Aus einem handgroßen Karststück wird unter wachsamer Anleitung ein Untersetzer mit gefaster Kante. Wir glätten, bürsten, besprechen Schutzöle und die satten Farben, die Feuchtigkeit weckt. Am Ende steht ein Objekt, das Tische bewahrt, Gespräche anstößt und immer wieder nach draußen zeigt.

Zwischen gestapelten Säcken erfahren wir, warum Erntekalender nicht am Papier, sondern an Himmelsrichtungen hängt. Die Älteste lächelt, zeigt vernarbte Hände, erklärt Windnamen, und bittet uns, langsam zu treten, damit Ruhe im Becken bleibt und junge Schichten unversehrt weiterwachsen können.

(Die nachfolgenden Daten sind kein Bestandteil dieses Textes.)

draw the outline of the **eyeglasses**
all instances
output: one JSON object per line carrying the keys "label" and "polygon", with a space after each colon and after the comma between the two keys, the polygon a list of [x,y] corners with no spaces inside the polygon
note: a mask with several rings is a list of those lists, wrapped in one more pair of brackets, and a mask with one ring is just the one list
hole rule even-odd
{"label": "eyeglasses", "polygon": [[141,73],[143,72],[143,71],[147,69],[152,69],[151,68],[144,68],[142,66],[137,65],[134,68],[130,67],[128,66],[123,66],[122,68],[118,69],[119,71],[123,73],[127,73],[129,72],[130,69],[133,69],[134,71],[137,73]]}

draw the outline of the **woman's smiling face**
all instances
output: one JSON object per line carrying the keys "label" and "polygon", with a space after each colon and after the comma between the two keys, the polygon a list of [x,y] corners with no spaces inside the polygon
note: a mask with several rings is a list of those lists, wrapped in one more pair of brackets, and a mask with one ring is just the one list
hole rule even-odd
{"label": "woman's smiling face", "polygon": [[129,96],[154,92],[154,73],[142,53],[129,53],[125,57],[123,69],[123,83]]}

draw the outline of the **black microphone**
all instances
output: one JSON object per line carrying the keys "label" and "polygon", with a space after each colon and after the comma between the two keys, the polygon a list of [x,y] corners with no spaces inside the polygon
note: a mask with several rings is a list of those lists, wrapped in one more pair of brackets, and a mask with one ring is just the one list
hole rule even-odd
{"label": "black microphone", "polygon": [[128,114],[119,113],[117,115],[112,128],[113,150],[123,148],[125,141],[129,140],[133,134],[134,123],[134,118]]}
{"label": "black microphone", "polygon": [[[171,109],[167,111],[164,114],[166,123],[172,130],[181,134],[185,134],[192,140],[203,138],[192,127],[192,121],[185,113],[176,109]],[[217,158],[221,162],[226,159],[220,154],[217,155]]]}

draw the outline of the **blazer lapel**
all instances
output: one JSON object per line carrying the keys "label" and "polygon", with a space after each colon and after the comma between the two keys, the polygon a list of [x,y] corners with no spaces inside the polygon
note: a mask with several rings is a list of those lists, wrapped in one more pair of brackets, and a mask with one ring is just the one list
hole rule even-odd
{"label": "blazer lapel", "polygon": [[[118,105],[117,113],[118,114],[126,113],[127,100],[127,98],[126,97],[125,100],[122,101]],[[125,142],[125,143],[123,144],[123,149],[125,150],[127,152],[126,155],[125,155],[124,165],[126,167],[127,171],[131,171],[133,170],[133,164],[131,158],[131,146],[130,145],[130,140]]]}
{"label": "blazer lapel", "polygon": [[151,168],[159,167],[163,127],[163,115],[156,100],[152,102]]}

In einem kühlen Raum mit Fenster zur Weinrebe liegen Schablonen, Zirkel und alte Fotos. Der Meister zeigt Lehrlingsstücke, scherzt über schiefe Fasen, lobt kluge Fehler, ermutigt zu Pausen, und schenkt schließlich einen Steinspan, der in der Tasche überraschend tröstlich und schwer zugleich bleibt.

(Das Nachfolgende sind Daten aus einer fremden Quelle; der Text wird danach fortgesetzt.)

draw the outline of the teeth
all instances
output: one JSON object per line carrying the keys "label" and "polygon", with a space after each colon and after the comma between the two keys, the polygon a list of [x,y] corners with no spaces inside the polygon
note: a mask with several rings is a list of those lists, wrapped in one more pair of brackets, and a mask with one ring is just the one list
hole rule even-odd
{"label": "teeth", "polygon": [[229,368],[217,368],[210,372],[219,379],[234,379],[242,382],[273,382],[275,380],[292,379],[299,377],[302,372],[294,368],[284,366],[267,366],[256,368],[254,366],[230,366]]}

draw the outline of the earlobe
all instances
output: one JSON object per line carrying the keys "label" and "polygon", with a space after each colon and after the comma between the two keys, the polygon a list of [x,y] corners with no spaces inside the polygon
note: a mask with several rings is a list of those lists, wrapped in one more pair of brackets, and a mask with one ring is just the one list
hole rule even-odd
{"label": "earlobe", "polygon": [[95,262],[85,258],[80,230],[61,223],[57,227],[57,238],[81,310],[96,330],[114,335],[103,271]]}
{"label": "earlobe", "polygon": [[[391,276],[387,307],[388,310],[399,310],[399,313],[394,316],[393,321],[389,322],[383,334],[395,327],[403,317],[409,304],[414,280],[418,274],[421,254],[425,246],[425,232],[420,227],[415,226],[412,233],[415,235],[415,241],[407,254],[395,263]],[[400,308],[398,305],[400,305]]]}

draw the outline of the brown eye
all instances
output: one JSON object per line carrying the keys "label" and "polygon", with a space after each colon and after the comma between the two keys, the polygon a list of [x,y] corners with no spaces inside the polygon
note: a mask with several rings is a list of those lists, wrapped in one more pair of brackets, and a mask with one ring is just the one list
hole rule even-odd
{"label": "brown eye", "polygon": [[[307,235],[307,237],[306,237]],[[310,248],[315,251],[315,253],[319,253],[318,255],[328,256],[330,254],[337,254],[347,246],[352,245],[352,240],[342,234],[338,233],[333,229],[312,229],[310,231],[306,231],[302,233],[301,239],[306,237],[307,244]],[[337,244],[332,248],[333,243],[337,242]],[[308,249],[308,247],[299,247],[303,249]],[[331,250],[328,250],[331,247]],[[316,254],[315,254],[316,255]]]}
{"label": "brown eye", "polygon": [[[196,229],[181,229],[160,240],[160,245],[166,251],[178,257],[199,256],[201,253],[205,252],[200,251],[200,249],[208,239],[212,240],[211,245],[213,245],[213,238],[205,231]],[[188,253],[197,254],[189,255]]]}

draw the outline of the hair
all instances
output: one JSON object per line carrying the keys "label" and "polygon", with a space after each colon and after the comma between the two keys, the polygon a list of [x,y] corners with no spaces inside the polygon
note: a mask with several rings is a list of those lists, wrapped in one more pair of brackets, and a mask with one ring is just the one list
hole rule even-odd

Salz zu grob geschöpft, eine Kante zu eifrig geschlagen: Fehler passieren, Geschichten entstehen. Wir üben Nachsicht, lachen, wiederholen Bewegungen langsamer, erkennen gute Haltungen, atmen tiefer, und merken, wie aus anfänglicher Unsicherheit schrittweise Vertrauen wird, das Hände führt und Blicke schärft.